As we get ready to honor our own fathers, especially after a week like the last one, Father’s Day 2023 seems like a good time to remember “The Father of Our Country,” George Washington.

This past Tuesday, former president Donald Trump was arraigned in federal court on 37 criminal charges related to the mishandling of classified documents. So far, these are the most serious criminal charges the ex-president is facing.

Trump also is awaiting trial in New York, where the Manhattan district attorney has charged him with falsifying business records in order to cover up a hush money payment to a pornography actress in the final days of the 2016 presidential race.

In Washington, D.C., a grand jury is taking testimony regarding Trump’s role in the Jan. 6 insurrection at the Capitol, where Trump supporters violently tried to prevent the certification of the legitimately elected president, Joe Biden.

In Georgia, a district attorney is investigating Trump’s directive to the secretary of state to “find” enough votes to reverse Trump’s defeat by Biden there. Also, there is an ongoing investigation of a scheme involving fake electors that could have stolen the Georgia election for Trump.

None of that is the way Washington imagined the presidency should go. When he took the oath in 1789, he knew he would be defining the job, saying, “I walk on untrodden ground.” And he decided to propose and embody a balance that provided enough power to be an effective chief executive without becoming a dictator or monarch.
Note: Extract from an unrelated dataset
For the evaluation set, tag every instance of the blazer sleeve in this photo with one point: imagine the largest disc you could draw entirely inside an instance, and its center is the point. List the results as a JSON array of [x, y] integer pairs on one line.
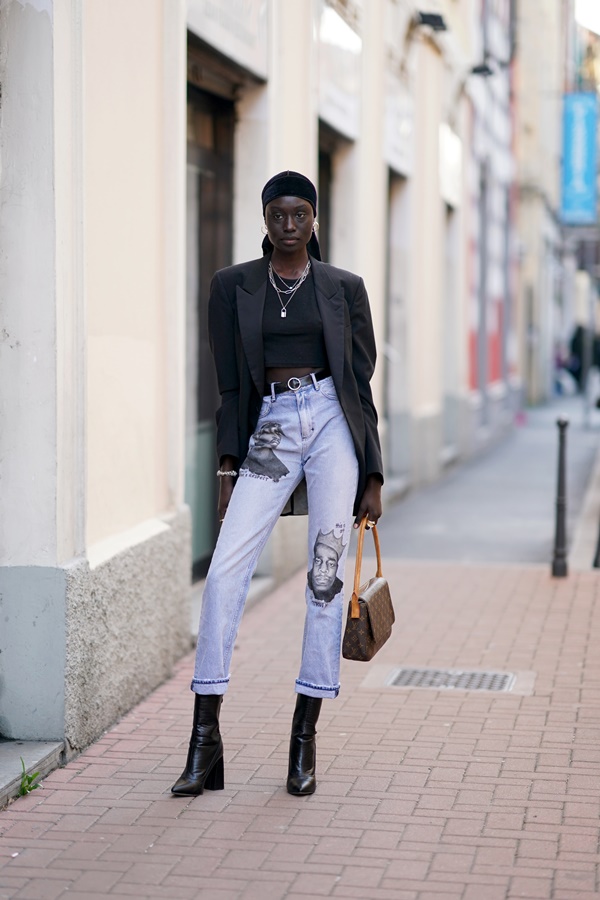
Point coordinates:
[[364, 356], [222, 327]]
He was that way as commanding general. During the Newburgh Conspiracy, at the end of the Revolutionary War, unhappy soldiers planned to storm Congress to demand back pay. Washington told them they would only “sully the glory” they had earned on the battlefield by “opening the floodgates of discontent.” Then, he negotiated with Congress and got their pay.

When a disgruntled military officer suggested near the end of the war that Washington should become king, Washington said he “must view with abhorrence, and reprehend with severity” such a suggestion.

And when Britain finally was defeated and he could have taken all the power that he wanted, he simply resigned his military commission instead. Artist John Trumbull, whose painting of Washington’s resignation as general hangs in the Capitol rotunda, called Washington’s actions “one of the highest moral lessons ever given the world.”

“The Caesars, the Cromwells, the Napoleons yielded to the charm of earthly ambition and betrayed their country,” Trumbull said. But not Washington.

When Washington was called from retirement to become our first president, he could have been called Your Highness, Your Most Benign Highness or Your Elective Majesty. Those were some of the suggestions. Washington settled on Mr. President.

And after two terms as president, Washington voluntarily stepped down and returned to Mt. Vernon and life as a private citizen.

Historian David McCullough said Washington was like Cincinnatus, the Roman farmer-soldier who put civic duty above personal gain. “If there was a more courageous human being who ever lived, I don’t know who it was,” McCullough said of Washington.

George and Martha Washington had no biological children, but George was a loving and devoted father to the two children and ensuing grandchildren that the once-widowed Martha brought into their marriage.

And, of course, he has all of us. Happy Father’s Day, George.

Joseph Sabino Mistick can be reached at misticklaw@gmail.com.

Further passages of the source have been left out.